昨日の韓国のデモは新聞でもテレビでもまったく報道されていない。あれは幻だったか。
まあ、それはともかく「松風に」の巻の続き。
二表。
二十三句目。
陽気をうけてつよき椽げた
幸と猟の始の雉うちて 雪芝
前句を易の地天泰の卦に見立てたか。
地天泰は下三本が陽、上三本が陰で、下から陽気が上昇し、上から陰気が降下し、互いに交わる天地和合を意味する。天地が引き裂かれてゆく天地否と真逆になる。
屋根を支える桁(けた)を陽、その上に左右に渡す椽(たるき)を陰に見立てれば、地天泰の卦になる。
天地否が七月で秋の初めのように、地天泰は正月、春の初めになる。それで一年の猟の初めに雉を撃つ。
「いる」のではなく「うつ」とあるから火縄銃で撃ったのだろう。ウィキペディアの「銃規制」の項に、
「徳川綱吉の時代、貞享4年(1687年)の諸国鉄砲改めにより、全国規模の銃規制がかけられた。武士以外の身分の鉄砲は、猟師鉄砲、威し鉄砲(農作物を荒らす鳥獣を追い払うための鉄砲)、用心鉄砲(特に許された護身用鉄砲)に限り、所持者以外に使わせないという条件で認められ、残りは没収された。この政策は綱吉による一連の生類憐れみの令の一環という意味も持ち、当初は鳥獣を追い払うために実弾を用いてはならないとするものだった。それでは追い払う効果が得られず、元禄2年(1689年)6月には実弾発射が許された。」
とある。猟師は鉄砲の使用を許されていた。
二十四句目。
幸と猟の始の雉うちて
内儀の留守に子供あばるる 支考
「内義(ないぎ)」は町人の妻の敬称。子供からすれば母になる。
そのうるさい母親が留守なのをこれ幸いと、子供達は狩猟ごっこで大暴れする。
二十五句目。
内儀の留守に子供あばるる
道場の門のさし入だだくさに 猿雖
「だだくさ」はコトバンクの「精選版 日本国語大辞典の解説」に、
「〘名〙 (形動) 雑然として整理のいきとどかないこと。また、そのさま。粗雑。疎略。ぞんざい。
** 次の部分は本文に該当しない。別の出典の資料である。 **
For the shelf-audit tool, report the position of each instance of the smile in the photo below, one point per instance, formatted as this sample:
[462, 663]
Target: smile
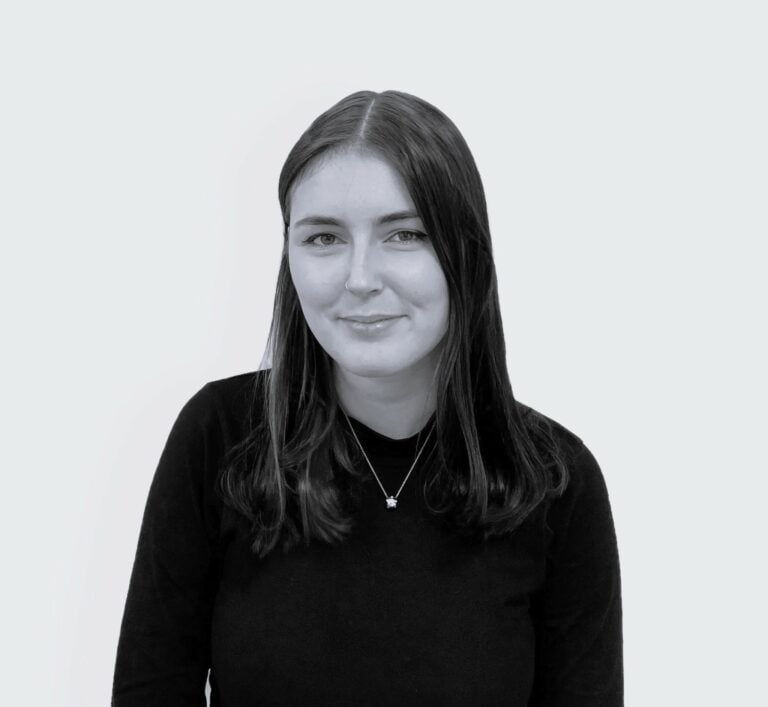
[371, 327]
※俳諧・新続犬筑波集(1660)一一「そろへぬはこれぞだだくさなづなかな〈重定〉」
とある。
「さし入(いり)」はコトバンクの「精選版 日本国語大辞典の解説」に、
「① 中へはいること。また、はいってすぐの所。
※曾我物語(南北朝頃)七「まづ見たまふやうにとて、さしいりの障子の際にぞをきたりける」
② はいってすぐの時。その季節やその月にはいってすぐの頃。
※浮世草子・懐硯(1687)三「持病に顛癇(てんかん)といふものありて、年毎の小寒の末大寒のさし入にかならず発(おこ)りて」
③ (「さしいりに」の形で) まずはじめに。
※身のかたみ(室町中頃)「御はなは、顔のうちのぐに、とりわきさしいりにめにたつものにて候」
とある。今日でいう「さし入れ」ではなく、道場の門を入ったあたりがちらかっていてという意味で、どうしたのかと思ったらお内儀さんが留守で子供が暴れまわってるからだ、となる。
二十六句目。
道場の門のさし入だだくさに
一里の渡し腹のすきたる 望翠
一里の渡しは浜名湖の今切(いまぎれ)の渡しのことか。ただ、この頃はまだ宝永地震の津波の前なので、一里ではなく二十七町だった。(一里は三十六町)
前句との関係がよくわからない。道場は元は釈迦が悟りを開いた場所のことで、それが転じてお寺の意味もあるが。
二十七句目。
一里の渡し腹のすきたる
山はみな蜜柑の色の黄になりて 芭蕉
腹がすいている時は山の黄葉も蜜柑に見える。
二十八句目。
山はみな蜜柑の色の黄になりて
日なれてかかる畑の朝霜 支考
「なれる」は輪郭を失うこと。朧月ならぬ朧太陽といったところか。朝霧のせいでそうなる。日の光が乱反射して、山は蜜柑色に染まる。